Over the course of his tenure as Music Director of the New York Philharmonic, Alan Gilbert has championed new works by outstanding contemporary composers, but he has also conducted many classics of the orchestral repertoire, not least this refreshingly boisterous program of Beethoven and Brahms.
The former’s ‘Emperor’ Concerto opened the evening with Stephen Hough. In the first movement Gilbert evoked the full majesty that this epithet conveys, leading a resolute, martial reading and drawing out rather aggressive playing from the brass. Initially, pianist and conductor needed time to connect, but soon came together to rouse the listener.
Hough’s playing of the intimate and sublime second movement was especially delicate; he brought sensitivity and elegance to his approach without ever becoming cloying, and the performance concluded with a celebratory Finale marked by Hough’s increasingly virtuosic variations, displaying technical agility and a sophisticated capacity to imbue each bar with emotional resonance.

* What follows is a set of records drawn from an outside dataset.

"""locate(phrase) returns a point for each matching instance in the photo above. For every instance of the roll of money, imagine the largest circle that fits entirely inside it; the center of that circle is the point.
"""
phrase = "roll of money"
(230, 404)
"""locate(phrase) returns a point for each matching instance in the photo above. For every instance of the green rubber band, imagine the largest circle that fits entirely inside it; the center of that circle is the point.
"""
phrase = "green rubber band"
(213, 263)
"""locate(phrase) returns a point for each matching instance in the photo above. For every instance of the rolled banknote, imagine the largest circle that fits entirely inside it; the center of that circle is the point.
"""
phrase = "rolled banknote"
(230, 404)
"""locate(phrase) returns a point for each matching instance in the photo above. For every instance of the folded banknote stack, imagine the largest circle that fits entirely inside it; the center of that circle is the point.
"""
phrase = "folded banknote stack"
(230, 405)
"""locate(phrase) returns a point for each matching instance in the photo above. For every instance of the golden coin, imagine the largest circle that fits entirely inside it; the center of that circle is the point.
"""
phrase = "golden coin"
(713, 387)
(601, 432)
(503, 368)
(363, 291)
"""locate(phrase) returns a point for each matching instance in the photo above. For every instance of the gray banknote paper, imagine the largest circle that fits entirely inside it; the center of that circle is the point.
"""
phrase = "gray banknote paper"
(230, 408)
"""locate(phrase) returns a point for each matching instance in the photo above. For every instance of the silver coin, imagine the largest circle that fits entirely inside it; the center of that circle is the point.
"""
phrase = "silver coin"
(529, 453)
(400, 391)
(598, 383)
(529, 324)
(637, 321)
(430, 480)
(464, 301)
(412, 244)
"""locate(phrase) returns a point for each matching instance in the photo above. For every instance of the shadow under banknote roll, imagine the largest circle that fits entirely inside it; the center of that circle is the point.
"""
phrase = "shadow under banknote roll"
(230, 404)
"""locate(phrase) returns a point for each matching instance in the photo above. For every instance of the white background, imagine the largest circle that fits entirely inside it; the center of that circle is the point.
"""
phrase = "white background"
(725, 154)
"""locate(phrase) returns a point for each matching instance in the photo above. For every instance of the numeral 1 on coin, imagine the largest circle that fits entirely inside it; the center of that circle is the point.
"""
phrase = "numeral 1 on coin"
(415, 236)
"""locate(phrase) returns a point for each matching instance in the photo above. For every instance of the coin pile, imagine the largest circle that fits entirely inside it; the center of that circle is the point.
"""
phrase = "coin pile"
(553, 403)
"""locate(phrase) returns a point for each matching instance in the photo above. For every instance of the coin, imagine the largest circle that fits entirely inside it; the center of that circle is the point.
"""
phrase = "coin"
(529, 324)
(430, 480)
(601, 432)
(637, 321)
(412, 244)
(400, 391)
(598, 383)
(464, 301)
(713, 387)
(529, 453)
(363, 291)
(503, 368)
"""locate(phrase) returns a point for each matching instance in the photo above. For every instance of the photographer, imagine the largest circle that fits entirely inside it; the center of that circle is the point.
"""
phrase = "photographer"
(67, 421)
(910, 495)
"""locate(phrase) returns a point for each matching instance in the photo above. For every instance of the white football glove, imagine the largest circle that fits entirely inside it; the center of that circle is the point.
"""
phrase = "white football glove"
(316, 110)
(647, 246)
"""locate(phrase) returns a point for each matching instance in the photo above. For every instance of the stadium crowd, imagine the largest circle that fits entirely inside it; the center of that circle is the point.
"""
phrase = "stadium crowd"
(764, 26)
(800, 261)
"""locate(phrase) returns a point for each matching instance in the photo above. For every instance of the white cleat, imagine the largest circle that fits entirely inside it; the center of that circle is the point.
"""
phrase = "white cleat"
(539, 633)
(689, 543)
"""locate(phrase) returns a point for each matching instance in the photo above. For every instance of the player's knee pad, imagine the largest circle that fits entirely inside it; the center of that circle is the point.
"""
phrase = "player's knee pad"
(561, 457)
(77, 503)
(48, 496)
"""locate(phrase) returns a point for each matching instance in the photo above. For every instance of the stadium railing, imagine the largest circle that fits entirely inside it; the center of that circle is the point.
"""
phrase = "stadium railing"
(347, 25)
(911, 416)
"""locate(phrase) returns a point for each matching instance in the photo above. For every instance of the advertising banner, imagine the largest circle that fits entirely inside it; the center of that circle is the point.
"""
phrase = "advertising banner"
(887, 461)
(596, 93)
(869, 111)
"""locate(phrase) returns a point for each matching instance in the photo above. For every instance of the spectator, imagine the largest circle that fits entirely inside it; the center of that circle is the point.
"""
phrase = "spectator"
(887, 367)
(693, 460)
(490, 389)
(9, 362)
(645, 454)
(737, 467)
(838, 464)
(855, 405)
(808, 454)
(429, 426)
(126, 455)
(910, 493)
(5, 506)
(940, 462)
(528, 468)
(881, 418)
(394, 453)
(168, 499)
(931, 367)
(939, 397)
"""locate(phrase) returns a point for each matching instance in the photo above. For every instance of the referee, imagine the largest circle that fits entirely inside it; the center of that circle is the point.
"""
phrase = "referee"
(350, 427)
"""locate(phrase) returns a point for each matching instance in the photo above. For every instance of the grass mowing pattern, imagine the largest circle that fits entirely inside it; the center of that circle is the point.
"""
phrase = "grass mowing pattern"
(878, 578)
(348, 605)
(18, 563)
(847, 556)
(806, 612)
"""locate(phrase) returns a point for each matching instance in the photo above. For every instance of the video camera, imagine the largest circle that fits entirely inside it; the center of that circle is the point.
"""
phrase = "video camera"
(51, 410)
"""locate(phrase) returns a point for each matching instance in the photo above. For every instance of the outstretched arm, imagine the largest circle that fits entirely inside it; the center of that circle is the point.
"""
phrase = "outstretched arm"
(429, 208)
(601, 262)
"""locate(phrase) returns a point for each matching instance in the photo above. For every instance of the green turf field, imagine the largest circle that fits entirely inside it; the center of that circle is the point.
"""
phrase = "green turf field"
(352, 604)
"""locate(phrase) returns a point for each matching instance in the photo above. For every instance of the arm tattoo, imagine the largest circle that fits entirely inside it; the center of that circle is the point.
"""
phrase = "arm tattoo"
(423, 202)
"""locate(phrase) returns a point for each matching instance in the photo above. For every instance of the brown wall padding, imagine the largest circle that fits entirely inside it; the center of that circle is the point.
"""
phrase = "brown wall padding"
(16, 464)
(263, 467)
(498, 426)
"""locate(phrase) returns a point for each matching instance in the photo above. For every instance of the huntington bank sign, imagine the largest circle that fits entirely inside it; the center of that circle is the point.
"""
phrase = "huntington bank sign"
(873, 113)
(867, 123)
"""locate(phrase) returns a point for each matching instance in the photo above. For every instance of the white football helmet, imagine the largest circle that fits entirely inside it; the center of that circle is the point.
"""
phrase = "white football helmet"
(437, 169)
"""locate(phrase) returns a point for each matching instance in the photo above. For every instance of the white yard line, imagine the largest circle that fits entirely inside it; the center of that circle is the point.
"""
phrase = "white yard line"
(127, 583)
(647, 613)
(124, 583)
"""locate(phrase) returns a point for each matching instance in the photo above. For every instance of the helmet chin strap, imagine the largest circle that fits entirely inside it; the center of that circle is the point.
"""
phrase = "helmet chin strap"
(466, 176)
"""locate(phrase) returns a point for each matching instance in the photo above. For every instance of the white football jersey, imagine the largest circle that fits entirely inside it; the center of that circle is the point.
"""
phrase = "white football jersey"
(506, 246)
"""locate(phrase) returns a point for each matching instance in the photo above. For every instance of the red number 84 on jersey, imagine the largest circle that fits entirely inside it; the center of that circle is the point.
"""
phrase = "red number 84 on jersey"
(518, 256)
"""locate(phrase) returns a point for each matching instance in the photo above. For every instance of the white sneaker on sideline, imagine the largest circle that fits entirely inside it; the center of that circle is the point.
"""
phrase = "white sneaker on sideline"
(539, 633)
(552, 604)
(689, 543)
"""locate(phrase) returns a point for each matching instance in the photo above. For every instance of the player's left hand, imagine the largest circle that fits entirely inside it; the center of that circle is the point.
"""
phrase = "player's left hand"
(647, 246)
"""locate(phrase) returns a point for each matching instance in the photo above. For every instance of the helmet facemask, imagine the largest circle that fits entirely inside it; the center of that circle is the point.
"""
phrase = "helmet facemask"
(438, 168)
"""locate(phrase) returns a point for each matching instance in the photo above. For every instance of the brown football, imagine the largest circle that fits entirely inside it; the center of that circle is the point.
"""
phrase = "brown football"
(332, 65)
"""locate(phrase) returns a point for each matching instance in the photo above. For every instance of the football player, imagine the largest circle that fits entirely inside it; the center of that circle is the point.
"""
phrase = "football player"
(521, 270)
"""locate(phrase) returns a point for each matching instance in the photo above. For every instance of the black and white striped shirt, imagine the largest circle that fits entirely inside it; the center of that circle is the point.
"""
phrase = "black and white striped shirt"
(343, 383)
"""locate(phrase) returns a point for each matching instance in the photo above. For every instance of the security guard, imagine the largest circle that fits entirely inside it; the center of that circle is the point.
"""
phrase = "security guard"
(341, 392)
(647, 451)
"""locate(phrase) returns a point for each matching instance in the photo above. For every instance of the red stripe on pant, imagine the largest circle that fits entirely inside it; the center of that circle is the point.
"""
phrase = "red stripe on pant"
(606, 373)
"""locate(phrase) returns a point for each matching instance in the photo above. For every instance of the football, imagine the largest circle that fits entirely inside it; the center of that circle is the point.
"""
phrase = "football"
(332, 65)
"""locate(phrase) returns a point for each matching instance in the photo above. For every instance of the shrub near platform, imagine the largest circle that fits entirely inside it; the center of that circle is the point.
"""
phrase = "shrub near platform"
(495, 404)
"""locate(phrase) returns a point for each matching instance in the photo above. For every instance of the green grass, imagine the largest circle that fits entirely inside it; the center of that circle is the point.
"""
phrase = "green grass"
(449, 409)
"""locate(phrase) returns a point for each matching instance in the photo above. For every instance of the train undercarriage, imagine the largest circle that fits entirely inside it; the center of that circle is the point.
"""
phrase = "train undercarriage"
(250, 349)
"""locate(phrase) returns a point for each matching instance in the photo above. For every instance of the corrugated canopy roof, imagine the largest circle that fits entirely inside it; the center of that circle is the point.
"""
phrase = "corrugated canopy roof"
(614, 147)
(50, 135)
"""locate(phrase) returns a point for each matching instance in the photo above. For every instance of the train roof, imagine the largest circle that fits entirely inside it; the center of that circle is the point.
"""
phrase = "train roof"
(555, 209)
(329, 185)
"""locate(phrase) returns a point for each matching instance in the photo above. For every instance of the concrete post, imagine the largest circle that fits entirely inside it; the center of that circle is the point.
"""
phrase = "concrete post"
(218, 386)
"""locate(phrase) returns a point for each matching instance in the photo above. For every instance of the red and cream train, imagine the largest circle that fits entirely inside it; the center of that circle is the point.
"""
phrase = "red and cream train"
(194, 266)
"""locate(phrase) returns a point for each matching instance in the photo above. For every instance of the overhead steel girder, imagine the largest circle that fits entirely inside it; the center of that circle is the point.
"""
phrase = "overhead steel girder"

After intermission, Music Academy of the West’s 2017 Zarin Mehta Fellows, ten of the school’s most accomplished students, joined the Philharmonic for a spirited account of Brahms’s Third Symphony. Gilbert chose brisk tempos that limited the music’s sentimental impact, most notably in the melancholy third movement in which Brahms’s languishing lines felt uncomfortably rushed. Gilbert also relied heavily on the brass throughout, often overpowering the strings’ more subdued contributions.
Fortunately, the woodwinds drew beautifully rich harmonies in the idyllic second movement, and the evening culminated in a vivid rendition of the stormy Finale. Gilbert at his best, conjuring a churning tempest from the musicians that grew in intensity until a stirring climax was reached. But as quickly as it rose, the tide ebbed away with Gilbert conjuring gentle grace for the Symphony’s luminous conclusion.